На неудавшегося снеговика упала чья-то тень. Юнас посмотрел наверх.
Это был дяденька из полиции, тот высокий, с некрасивым лицом и добрыми глазами.
— Пошли-ка поищем твоего папу, — предложил он.
Харри деликатно постучал в кабинет, который, судя по табличке, принадлежал профессору Филипу Беккеру.
Ответа не последовало, и он открыл дверь.
Человек за столом поднял опущенную на руки голову:
— Разве я разрешил кому-то…
Он осекся, увидев Холе, и перевел взгляд на мальчика, стоящего рядом.
— Юнас! — с раздражением обратился к сыну Филип Беккер. — Ведь я сказал тебе, чтобы ты никуда не уходил! — Глаза его были красными.
— Это я взял его с собой, — заступился Харри.
— Да? — Беккер взглянул на часы и встал.
— Ваши студенты ушли, — сказал Харри.
— Ушли? — Беккер снова опустился на стул. — Я… я хотел дать им немного отдохнуть.
— Я понял, — отозвался Харри. — Всем нам иногда полезно немного отдохнуть. Мы можем с вами поговорить?

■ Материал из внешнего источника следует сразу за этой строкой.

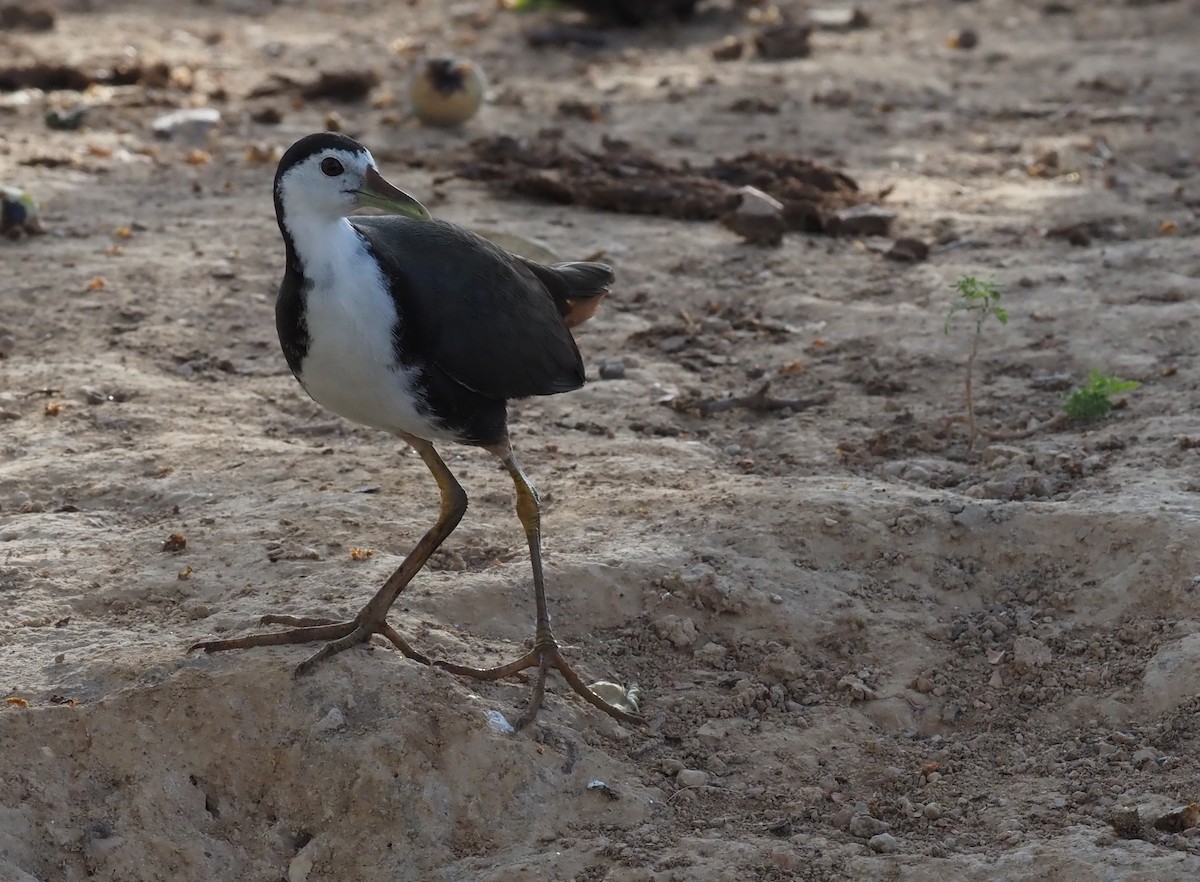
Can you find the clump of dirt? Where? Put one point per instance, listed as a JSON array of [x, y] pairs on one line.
[[633, 180]]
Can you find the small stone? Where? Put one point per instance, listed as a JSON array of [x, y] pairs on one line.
[[883, 844], [330, 723], [190, 125], [691, 778], [1030, 653], [447, 90], [1126, 822], [906, 250], [865, 826], [784, 41], [839, 18], [729, 49], [964, 39], [679, 630], [759, 217], [269, 115], [66, 119], [612, 369], [1144, 756]]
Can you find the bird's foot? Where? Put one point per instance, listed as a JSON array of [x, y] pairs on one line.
[[545, 655], [336, 635]]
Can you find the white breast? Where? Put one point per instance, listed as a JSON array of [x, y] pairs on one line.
[[351, 366]]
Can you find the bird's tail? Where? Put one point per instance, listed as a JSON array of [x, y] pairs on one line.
[[576, 286]]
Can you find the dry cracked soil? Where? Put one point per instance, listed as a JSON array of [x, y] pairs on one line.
[[868, 648]]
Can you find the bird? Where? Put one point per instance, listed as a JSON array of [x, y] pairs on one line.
[[420, 328]]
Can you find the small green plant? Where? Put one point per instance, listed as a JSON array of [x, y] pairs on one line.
[[981, 301], [1093, 400]]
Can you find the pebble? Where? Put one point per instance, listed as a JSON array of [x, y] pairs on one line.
[[191, 124], [691, 778], [612, 369], [865, 826], [759, 217], [498, 723], [1030, 652], [883, 844], [784, 41]]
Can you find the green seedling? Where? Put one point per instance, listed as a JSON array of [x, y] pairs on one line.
[[981, 301], [1093, 400]]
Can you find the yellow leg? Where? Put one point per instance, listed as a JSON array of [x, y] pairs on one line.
[[373, 617], [545, 653]]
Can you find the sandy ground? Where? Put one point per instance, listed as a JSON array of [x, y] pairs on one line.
[[870, 652]]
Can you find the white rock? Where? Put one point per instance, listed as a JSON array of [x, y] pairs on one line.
[[691, 778], [1030, 652], [330, 723], [883, 844]]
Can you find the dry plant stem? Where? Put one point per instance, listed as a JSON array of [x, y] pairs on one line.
[[1059, 421], [972, 430]]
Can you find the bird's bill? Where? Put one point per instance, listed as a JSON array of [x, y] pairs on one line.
[[379, 193]]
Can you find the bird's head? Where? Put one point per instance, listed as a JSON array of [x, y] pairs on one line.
[[329, 175]]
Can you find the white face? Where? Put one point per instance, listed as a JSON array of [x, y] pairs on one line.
[[325, 185]]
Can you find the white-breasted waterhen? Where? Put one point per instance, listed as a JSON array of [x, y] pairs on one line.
[[420, 328]]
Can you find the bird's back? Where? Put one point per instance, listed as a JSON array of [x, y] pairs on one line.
[[492, 321]]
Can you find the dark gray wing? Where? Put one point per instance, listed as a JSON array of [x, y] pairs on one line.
[[481, 315]]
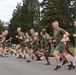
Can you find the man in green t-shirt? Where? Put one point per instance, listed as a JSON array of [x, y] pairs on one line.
[[74, 35], [46, 45], [59, 50], [22, 45], [34, 45]]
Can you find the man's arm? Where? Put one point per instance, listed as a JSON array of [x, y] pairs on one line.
[[35, 38]]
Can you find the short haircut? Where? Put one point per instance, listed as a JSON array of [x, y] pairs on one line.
[[55, 22], [74, 20]]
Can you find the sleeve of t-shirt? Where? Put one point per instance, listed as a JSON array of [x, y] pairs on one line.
[[48, 37], [62, 31]]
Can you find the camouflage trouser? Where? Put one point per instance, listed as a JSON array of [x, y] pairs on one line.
[[22, 44], [35, 47], [7, 44]]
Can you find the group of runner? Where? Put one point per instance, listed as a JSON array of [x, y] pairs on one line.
[[37, 46]]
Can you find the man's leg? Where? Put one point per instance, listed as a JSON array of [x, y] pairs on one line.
[[67, 59], [74, 61], [57, 56], [47, 54], [17, 48]]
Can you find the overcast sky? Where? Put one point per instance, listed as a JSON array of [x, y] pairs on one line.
[[7, 7]]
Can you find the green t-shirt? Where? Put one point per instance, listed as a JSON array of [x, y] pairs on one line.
[[23, 37], [45, 38], [32, 37], [58, 34]]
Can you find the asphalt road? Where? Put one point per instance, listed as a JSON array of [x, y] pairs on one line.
[[12, 66]]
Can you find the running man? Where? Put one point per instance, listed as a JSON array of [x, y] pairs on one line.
[[74, 35], [22, 44], [34, 45], [59, 50]]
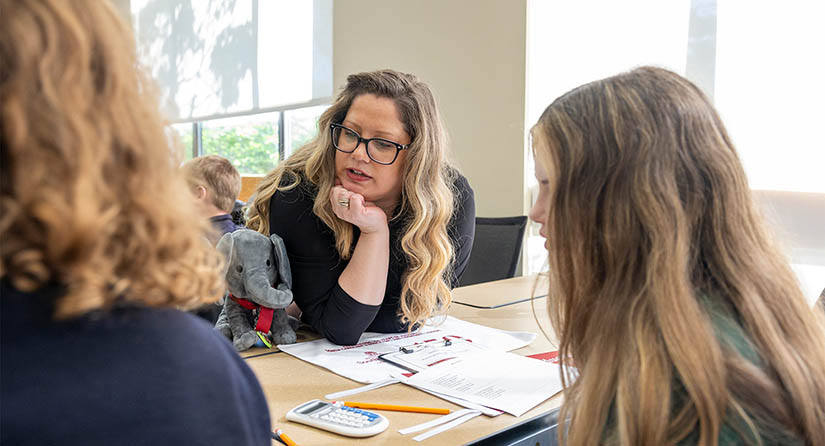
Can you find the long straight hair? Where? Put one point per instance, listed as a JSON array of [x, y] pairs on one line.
[[426, 191], [651, 224]]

Беккер отослал Юнаса в кафетерий, наказав ждать там, а сам объяснил:
— Решил не водить его сегодня в школу. Все эти вопросы, слухи… не хочу всего этого. Я уверен, вы понимаете.
— Ясно. — Харри достал сигареты, но, увидев, как решительно замотал головой Беккер, убрал пачку в карман. — Уж это-то понять куда проще, чем то, что вы написали на доске.
— Это квантовая физика.
— Звучит туманно.
— Мир атомов вообще туманная вещь.
— Как это?
— Они ломают все известные нам законы физики. Как, например, предмет может находиться сразу в двух местах? Нильс Бор как-то сказал: если тебя квантовая физика не испугала, значит, ты ничего в ней не понял.
— Но вы-то понимаете?
— Нет, конечно! Вы в своем уме? Это же чистый хаос. Но я предпочитаю тот хаос этому.
— Какому?
Беккер вздохнул:
— Мы, то есть наше поколение, стали менеджерами и секретарями наших детей. И Бирта — больше остальных. Все эти дни рождения друзей, внеклассные занятия и футбольные тренировки… Их столько, что я схожу с ума. Вчера мне позвонили из какой-то клиники, потому что Юнас пропустил прием у врача. Вечером у него тренировка по футболу, причем я даже не знаю где. А он, как и все нынешние дети, поди и не знает, как на автобусе-то ездить!
— У Юнаса проблемы со здоровьем? — спросил Харри и достал свой блокнот, где никогда ничего не писал, но вид которого производил бодрящее действие на свидетелей.